L’hiver avance, dans sa «nuit»
Thérèse n’a plus d’autre flambeau que le “flambeau de la charité”. Elle
transcrit à cette époque un verset bien significatif d’Isaïe : « Si tu
prodigues ton âme à celui qui a faim et si tu remplis de consolations une âme
affligée, ta lumière se lèvera dans les ténèbres et tes ténèbres seront comme
lumière de midi. » (Is 58, 18)
Implacablement, la tuberculose
progresse. Cela devient visible sur les photos. Son visage est marqué par des
cernes sous les yeux. Malgré tout, le 3 mars, elle commence le jeûne du carême.
le 25 mars, pour la profession de Sœur Marie de l’Eucharistie, elle compose le
poème “mes armes” qui s’achève ainsi : « En chantant, je mourrai sur le champ
de bataille, les armes à la main… » Dans une autre poésie, elle nous livre
le secret de sa joie : « que me fait la mort ou la vie ? Jésus, ma joie c’est
de t’aimer. »
4 avril. Avant la fin du carême,
Thérèse doit s’aliter, visage enfiévré, absence totale d’appétit, épuisement
intense.
6 avril. Mère Agnès de Jésus
commence à noter les paroles de sa sœur, substance du futur “carnet jaune”. Dans
ces “derniers entretiens”, Thérèse monte sur la montagne du calvaire. Elle y
apparaît étonnamment proche et vivante. Abreuvée de souffrances corporelles et
spirituelles. Thérèse fait preuve d'une joie déconcertante. purifiée, libérée,
elle peut maintenant laisser s'exprimer son exquise humanité. Sœur universelle,
l'annonce de l'évangile dans le monde entier ne cesse de la hanter, y compris
par delà la mort : “Si le Bon Dieu exauce mes désirs, mon ciel se passera sur la
terre jusqu’à la fin du monde. Oui, je veux passer mon Ciel à faire du bien
sur la terre.”
Une succession de crises et de
rémissions amèneront Thérèse à ne plus se soucier du jour et de l’heure de la
venue du “Voleur”. Elle s’établit dans l’abandon, la confiance et l’amour de
Jésus, le serviteur souffrant. Sans aucune morphine, son agonie fut atroce :
“jamais je n’aurai cru qu’il était possible de tant souffrir ! jamais ! jamais !

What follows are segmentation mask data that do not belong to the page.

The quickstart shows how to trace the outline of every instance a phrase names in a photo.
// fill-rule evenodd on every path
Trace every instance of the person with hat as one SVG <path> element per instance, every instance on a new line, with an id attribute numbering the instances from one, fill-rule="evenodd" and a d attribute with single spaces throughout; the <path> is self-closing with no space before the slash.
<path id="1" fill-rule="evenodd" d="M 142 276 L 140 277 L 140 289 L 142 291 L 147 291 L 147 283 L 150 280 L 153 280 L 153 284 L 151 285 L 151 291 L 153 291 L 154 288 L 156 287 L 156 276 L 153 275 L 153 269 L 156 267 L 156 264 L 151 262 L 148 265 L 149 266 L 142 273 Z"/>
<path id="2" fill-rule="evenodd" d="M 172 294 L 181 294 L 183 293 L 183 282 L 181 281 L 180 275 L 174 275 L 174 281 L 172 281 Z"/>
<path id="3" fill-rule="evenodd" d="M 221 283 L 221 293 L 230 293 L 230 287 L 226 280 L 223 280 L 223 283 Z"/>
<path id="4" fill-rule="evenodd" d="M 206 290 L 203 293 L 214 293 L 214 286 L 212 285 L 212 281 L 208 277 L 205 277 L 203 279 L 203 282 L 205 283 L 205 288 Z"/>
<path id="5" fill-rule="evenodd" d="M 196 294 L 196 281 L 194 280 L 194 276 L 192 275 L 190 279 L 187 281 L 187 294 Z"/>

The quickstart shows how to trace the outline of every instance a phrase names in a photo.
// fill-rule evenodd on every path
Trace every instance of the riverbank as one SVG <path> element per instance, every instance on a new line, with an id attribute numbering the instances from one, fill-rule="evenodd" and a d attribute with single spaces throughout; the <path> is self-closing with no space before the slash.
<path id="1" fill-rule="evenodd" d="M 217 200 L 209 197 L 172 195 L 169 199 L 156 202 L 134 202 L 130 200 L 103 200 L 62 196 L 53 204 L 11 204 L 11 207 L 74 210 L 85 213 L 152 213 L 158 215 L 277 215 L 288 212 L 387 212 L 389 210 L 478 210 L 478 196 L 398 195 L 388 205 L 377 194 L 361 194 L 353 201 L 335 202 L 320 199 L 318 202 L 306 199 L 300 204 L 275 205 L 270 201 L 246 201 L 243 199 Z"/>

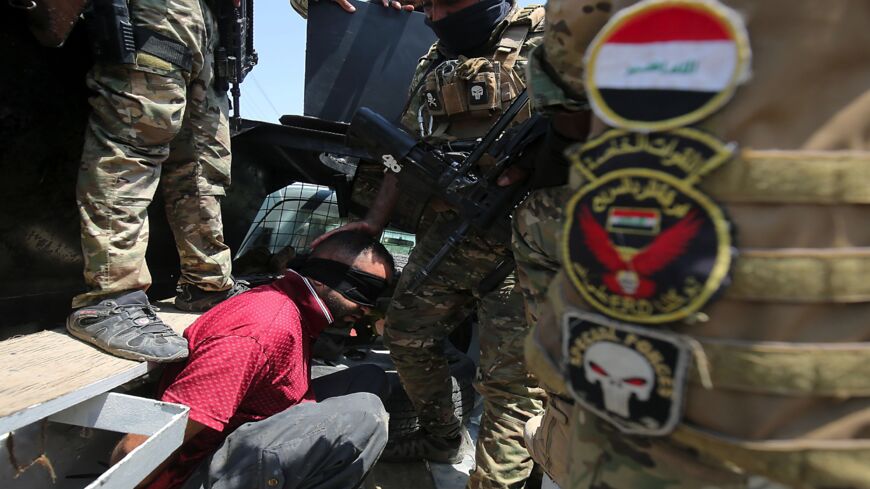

je ne puis m’expliquer cela que par les ardents désirs que j’ai eu de sauver les
âmes.”
Jeudi 30 septembre : « jour
de sa précieuse mort », Thérèse entre dans la vie par ses paroles : « Oh ! je
l’aime… Mon Dieu… je vous aime !… »
Notre Mère fit sonner bien vite la
cloche de l’infirmerie pour rappeler la communauté.
« Ouvrez toutes les portes »
disait-elle en même temps. Cette parole avait quelque chose de solennel et me
fit penser qu’au Ciel le Bon Dieu la disait aussi à ses anges. Les sœurs eurent
le temps de s’agenouiller autour du lit et furent témoins de l’extase de la
sainte petite mourante. Après la mort, elle conserva un céleste sourire.